Подобная метаморфоза, в свою очередь, не могла не произвести весьма сильного действия на Гумилёва. Рядом с ним возникла чуткая к его речам, умная и тонкая собеседница. По сохранившемуся эпистолярному признанию, он скоро осознал, что в отсутствие Ахматовой, ему ни с кем не удавалось «поговорить так, как… хотелось бы». Собственно, одно это могло само по себе пробудить незаурядную симпатию. Но как сообщают едва ли не дословно повторяя друг друга многочисленные мемуаристы, обаяние интеллектуальное и духовное причудливо переплеталось в ней с особым эротическим обаянием: она в сáмом буквальном смысле слова влюбляла в себя собеседника. Тот попадал в странную, чувственную зависимость от бесед с Ахматовой, испытывал едва ли не физическое страдание в отдалении от неё и по любому, даже самому незначительному поводу, стремился возобновить прерванный диалог, наслаждаясь уже не глубиной её суждений, а одним лишь созерцанием, простым ощущением её близости. И пусть в 1904 году она ещё не могла владеть в совершенстве всем арсеналом подобных очарований: живая непосредственность ранней юности искупала промахи.

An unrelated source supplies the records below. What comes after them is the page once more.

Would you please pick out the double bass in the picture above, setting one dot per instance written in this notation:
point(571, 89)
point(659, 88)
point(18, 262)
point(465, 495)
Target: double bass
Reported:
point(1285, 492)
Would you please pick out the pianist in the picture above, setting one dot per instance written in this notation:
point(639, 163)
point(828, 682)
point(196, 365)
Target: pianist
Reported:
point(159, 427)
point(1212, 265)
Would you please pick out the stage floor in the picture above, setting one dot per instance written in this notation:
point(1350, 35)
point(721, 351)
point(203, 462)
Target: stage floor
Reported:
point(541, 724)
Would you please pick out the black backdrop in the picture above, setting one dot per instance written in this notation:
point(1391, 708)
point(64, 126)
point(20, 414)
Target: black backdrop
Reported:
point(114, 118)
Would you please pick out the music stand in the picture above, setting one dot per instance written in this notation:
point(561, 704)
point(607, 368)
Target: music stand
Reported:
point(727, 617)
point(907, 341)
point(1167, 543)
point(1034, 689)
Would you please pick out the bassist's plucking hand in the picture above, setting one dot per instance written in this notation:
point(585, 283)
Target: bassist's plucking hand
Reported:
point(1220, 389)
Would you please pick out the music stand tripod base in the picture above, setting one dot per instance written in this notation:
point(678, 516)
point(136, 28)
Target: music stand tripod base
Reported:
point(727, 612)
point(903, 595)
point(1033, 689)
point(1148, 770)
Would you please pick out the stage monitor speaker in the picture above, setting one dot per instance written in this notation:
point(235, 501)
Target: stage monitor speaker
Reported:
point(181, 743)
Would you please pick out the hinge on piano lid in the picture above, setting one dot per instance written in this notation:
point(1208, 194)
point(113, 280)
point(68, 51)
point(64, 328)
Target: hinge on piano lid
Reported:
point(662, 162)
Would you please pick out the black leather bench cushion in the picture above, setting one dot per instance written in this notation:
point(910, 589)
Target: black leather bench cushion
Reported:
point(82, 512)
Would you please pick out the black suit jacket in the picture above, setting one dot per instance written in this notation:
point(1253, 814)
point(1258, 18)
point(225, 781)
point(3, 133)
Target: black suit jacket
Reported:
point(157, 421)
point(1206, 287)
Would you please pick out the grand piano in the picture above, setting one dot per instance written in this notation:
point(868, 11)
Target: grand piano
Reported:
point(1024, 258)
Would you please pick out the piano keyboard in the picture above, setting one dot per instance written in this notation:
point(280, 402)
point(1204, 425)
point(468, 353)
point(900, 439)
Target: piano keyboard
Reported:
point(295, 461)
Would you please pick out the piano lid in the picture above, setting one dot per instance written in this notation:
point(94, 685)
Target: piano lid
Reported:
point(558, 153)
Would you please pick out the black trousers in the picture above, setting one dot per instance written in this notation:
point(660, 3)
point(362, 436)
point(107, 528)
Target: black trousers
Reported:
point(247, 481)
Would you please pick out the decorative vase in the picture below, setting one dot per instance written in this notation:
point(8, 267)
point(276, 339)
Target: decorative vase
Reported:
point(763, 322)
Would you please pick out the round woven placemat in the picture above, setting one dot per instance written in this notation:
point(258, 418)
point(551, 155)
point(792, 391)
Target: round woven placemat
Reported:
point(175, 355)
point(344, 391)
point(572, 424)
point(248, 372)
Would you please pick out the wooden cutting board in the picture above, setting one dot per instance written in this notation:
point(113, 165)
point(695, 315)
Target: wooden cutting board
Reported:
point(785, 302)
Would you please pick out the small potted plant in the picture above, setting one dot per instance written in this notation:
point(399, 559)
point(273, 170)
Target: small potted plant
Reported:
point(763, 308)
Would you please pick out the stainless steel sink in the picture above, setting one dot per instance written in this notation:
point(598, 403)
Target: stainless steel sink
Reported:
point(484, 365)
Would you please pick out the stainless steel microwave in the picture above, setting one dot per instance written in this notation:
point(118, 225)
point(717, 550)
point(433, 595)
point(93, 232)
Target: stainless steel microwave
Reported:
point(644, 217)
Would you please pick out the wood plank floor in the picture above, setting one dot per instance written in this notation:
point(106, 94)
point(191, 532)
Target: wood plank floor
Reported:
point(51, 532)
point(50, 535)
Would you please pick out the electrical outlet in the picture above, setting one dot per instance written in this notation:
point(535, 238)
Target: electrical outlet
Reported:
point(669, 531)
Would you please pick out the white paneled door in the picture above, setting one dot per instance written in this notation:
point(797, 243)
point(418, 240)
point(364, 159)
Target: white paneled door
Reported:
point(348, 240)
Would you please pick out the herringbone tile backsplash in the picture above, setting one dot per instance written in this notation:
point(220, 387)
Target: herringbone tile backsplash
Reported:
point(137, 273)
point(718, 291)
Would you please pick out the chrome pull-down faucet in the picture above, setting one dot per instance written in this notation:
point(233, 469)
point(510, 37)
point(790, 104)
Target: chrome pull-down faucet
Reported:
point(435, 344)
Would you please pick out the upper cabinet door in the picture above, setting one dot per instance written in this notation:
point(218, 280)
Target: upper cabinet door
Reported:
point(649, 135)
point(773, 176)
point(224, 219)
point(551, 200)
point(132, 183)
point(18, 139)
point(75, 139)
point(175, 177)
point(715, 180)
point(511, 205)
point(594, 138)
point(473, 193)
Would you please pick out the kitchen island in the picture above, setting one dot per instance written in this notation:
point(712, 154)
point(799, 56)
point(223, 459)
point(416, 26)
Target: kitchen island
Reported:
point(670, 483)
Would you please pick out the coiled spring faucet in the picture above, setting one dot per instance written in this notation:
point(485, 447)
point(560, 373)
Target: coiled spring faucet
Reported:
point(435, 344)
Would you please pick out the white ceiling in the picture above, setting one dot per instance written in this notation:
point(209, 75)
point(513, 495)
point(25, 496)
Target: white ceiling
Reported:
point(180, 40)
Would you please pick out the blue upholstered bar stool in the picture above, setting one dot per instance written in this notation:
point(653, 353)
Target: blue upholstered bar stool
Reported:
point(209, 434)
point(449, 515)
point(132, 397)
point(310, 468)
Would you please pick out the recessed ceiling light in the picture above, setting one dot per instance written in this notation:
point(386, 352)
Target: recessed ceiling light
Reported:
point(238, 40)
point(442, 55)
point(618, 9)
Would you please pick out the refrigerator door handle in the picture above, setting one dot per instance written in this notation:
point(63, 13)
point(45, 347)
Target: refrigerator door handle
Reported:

К тому же на одесских собраниях у Фёдорова она, наверняка, хотя бы вчерне, освоила куртуазные приёмы актерской и литературной богемы и теперь имела неограниченную возможность их применять и совершенствовать. Если лихие попытки ряда биографов навязать Ахматовой и Фёдорову бурную сексуальную интригу не могут выдержать никакого здравого рассуждения (об этом позже), то всеобщая влюблённость с неуловимыми намёками, волнующими комплиментами и «тайно-тревожными поцелуями», как уже говорилось, действительно, была непременным галантным фоном дачного салона на Большом Фонтане.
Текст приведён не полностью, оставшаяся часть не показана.